Data Masking Best Practices

Data Masking Best Practices

It is important to know different building blocks when implementing data masking functionality using Informatica’s Test Data Management tool. Firstly, Policies and Domains are not mandatory. They are useful when assigning the rules to different tables-columns quickly. It will reduce your work in rule assignment only.

“Rules” when created, can be added to “n” number of table columns. A single column can be assigned with multiple rules, but, you have to select a default rule (this topic is kind of “advanced”, so do not go there yet).

Rules (like policies) are global. If you want to use a rule within a project, you will have to add them into the project. You can add a single rule in as many projects as possible. Beware that, once you modify a rule, all rule assignments (across all projects wherever it has been assigned) will be impacted and you will receive an error same as the one you got (from the screen print). Now, this was technical, let’s talk about the approach.

You need to create a project for each domain/application within your organization. Then, import the necessary tables into it. The next step is to import the rules into the project and then assign them accordingly to the table-columns. When you create a plan, you need to add the masking rules to the plan. When you get to the “Criteria” step as part of the “Plan Creation Wizard”, you can see many table-columns. If you do not want any of the columns to be masked, you can select them (via checkbox) and turn-off the scope (you can see the options at the top right corner). In your case, you have added the rules to the policy and then when used that policy in the plan, you are seeing more tables than required (which is correct behavior as you are saying that you want to mask according to the policy). In such cases, you can select the unwanted columns and turn-off the scope, so that, those tables are not involved in the masking process.

Make sure to create rules such that there are no modifications, because, they will have huge impact if changed as mentioned above. If the requirement demands, you can create domain/application specific rules as well and add them in those projects only. Also, when creating plans, you can create a single table per mapping so that the processing happens in parallel – this is valid only if you are doing in-place masking (source & target are same; only UPDATEs the tables). You cannot do that if your source and target are different as you need to maintain the referential integrity when inserting data.

TDM tool can subset, mask, generate test data and also can create test data warehouse. It is not mandatory to use Data Subset functionality to mask the data. You can always do in-place (data at rest) masking. However, if the requirement is to move subset of data from one database (e.g. Production) into another (e.g. QA or Development) you will be using this feature. Again, this is implicit. When you select the masking rules, and a different source and target connections, that configuration itself is sufficient to treat it as a subset & masking plan. So, even though you are not using Subset components, you can still mask the data. However, depending on certain contexts, it might be useful to create a subset entity, and use it accordingly within a plan.
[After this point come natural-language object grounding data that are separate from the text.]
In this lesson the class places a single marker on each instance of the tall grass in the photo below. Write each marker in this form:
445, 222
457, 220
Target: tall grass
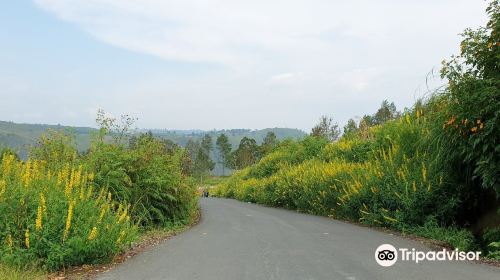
56, 218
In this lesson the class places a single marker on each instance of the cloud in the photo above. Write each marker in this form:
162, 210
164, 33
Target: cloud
324, 55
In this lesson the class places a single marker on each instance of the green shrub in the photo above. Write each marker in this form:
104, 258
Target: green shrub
54, 218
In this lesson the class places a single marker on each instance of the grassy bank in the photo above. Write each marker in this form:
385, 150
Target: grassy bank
61, 209
431, 170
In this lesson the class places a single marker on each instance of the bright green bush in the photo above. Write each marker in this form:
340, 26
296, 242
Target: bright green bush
146, 176
55, 218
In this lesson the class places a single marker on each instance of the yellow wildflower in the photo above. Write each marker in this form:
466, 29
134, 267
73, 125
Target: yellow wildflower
38, 222
27, 238
43, 203
93, 234
120, 238
3, 187
68, 219
9, 241
424, 172
123, 215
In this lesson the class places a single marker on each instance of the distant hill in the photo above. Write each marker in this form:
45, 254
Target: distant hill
19, 136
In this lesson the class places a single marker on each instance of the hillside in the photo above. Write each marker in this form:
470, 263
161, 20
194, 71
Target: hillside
19, 136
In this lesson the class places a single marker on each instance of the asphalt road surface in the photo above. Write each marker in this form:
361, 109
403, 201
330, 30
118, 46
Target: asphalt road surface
237, 241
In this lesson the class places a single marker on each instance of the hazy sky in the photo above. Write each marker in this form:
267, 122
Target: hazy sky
221, 63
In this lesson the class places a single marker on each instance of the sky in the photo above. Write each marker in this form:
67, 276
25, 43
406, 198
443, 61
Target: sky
219, 64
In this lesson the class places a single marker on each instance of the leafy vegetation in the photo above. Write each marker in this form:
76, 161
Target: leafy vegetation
63, 208
431, 170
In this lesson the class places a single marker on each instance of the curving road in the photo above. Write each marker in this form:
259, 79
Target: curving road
237, 241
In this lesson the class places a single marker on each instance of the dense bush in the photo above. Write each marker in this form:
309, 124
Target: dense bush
62, 208
146, 175
55, 217
432, 171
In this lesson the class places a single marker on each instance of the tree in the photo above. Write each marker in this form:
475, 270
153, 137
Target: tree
246, 154
351, 127
224, 148
270, 142
326, 128
386, 112
203, 164
206, 144
472, 116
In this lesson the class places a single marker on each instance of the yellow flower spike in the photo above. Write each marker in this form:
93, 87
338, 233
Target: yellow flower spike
93, 234
9, 241
27, 174
120, 238
3, 187
38, 222
424, 172
43, 203
68, 219
90, 176
27, 238
123, 215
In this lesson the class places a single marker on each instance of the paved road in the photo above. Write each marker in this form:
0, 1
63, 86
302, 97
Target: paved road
237, 241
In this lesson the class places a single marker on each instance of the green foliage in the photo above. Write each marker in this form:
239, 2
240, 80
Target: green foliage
147, 176
61, 208
54, 218
470, 130
461, 239
224, 148
327, 129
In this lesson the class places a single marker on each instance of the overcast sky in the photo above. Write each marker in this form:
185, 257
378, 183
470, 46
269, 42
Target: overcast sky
221, 63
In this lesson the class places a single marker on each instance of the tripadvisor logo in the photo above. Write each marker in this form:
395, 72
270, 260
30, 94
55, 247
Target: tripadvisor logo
387, 255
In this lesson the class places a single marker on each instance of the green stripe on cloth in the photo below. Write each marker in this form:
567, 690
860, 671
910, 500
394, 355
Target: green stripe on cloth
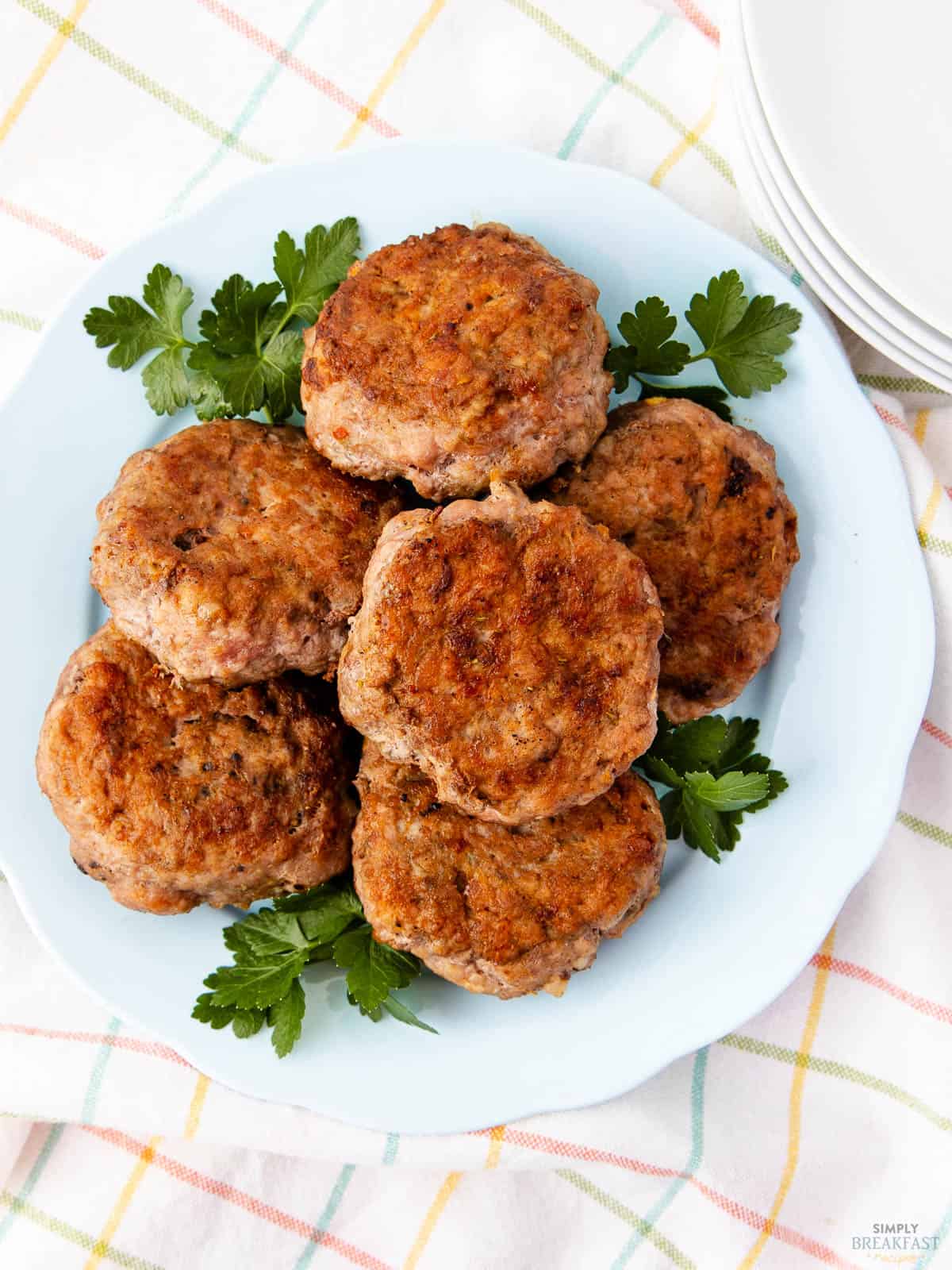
55, 1226
898, 384
324, 1221
939, 1235
842, 1071
249, 108
141, 80
32, 1178
598, 64
923, 827
17, 319
626, 1214
697, 1149
574, 133
95, 1080
930, 543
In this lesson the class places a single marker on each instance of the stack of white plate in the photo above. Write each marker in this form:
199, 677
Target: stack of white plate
844, 125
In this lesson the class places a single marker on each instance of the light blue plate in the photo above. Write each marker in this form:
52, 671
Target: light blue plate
841, 702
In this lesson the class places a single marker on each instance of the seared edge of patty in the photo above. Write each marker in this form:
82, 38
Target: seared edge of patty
499, 910
508, 649
234, 552
181, 794
454, 356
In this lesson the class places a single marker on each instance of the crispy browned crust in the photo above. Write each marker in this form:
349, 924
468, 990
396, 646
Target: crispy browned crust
181, 794
456, 355
700, 501
498, 910
507, 648
234, 552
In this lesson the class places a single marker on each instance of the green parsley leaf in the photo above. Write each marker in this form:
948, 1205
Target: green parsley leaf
135, 332
249, 1022
286, 1018
281, 368
374, 969
232, 325
126, 324
249, 357
240, 379
708, 395
651, 349
167, 381
397, 1007
729, 793
207, 1013
264, 937
714, 779
313, 276
257, 984
742, 337
271, 950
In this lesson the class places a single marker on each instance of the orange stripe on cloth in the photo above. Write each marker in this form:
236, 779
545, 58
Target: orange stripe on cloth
46, 60
391, 74
140, 1047
700, 19
240, 1199
294, 64
46, 226
797, 1102
497, 1137
423, 1236
939, 734
740, 1212
101, 1248
933, 1009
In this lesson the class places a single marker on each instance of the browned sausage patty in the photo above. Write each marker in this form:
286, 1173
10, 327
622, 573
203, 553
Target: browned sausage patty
234, 552
501, 910
700, 501
507, 648
179, 794
455, 356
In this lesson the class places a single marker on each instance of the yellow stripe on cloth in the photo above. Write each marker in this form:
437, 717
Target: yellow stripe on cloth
797, 1099
433, 1214
102, 1246
48, 56
931, 510
390, 75
497, 1137
685, 144
194, 1111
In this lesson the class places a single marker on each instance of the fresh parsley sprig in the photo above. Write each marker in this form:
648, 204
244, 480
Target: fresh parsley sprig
249, 356
744, 340
714, 779
271, 950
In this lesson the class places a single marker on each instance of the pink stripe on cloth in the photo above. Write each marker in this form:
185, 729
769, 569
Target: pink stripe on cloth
294, 64
577, 1151
860, 972
700, 19
241, 1199
52, 229
155, 1049
932, 729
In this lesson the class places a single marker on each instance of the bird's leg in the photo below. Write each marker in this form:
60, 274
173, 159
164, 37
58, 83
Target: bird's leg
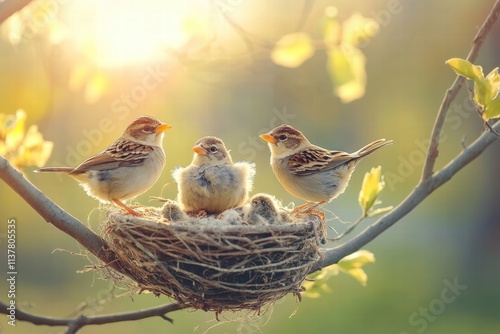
129, 210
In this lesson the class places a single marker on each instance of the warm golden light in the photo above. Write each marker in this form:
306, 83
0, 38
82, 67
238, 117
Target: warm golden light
131, 31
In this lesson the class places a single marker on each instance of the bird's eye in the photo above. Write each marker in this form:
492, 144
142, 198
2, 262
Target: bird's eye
283, 137
147, 129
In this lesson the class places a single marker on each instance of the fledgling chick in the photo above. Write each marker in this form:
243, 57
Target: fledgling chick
263, 210
172, 211
212, 182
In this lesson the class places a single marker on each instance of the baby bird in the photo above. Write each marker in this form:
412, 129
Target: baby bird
263, 211
310, 172
212, 182
172, 211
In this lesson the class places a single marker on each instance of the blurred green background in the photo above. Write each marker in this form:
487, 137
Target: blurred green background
82, 90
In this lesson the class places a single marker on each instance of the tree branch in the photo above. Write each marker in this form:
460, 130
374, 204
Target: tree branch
53, 214
452, 92
74, 324
421, 191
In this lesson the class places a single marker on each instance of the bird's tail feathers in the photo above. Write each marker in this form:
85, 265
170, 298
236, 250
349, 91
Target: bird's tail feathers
372, 147
54, 169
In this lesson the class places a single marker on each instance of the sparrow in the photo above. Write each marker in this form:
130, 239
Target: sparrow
173, 212
127, 168
310, 172
212, 182
263, 211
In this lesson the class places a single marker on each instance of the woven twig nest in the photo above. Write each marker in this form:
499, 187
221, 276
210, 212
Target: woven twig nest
210, 264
TDM tool will never generate “mapplets” by itself. However, you can develop mapplets separately and import them within TDM as masking rules. When you generate mappings for these rules, a reusable mapplet is created. You can also use a DMO transformation directly in the mapping. However, in that case, there is no need to generate a separate TDM plan and a corresponding mapping (which generates automatically from TDM). A traditional DMO transformation doesn’t offer all attributes when compared with doing it via TDM. Additionally, when you do via TDM, the amount of time required to develop mappings is drastically reduced. You can easily configure the rules against multiple columns easily via the TDM UI.

When you want to achieve same masking results across multiple tables and schemas, you need to leverage the “repeatable” option on the masking rules. Almost all the masking rules have this option. When you are creating a rule, make it repeatable and specify a “seed” value – you will see that as soon as you select “repeatable” option, the seed value field will be enabled to enter a value. This way, the masking algorithm makes sure that for a given input value (ex. ABC), the masked value is always the same (ex. XYZ) across all masking runs.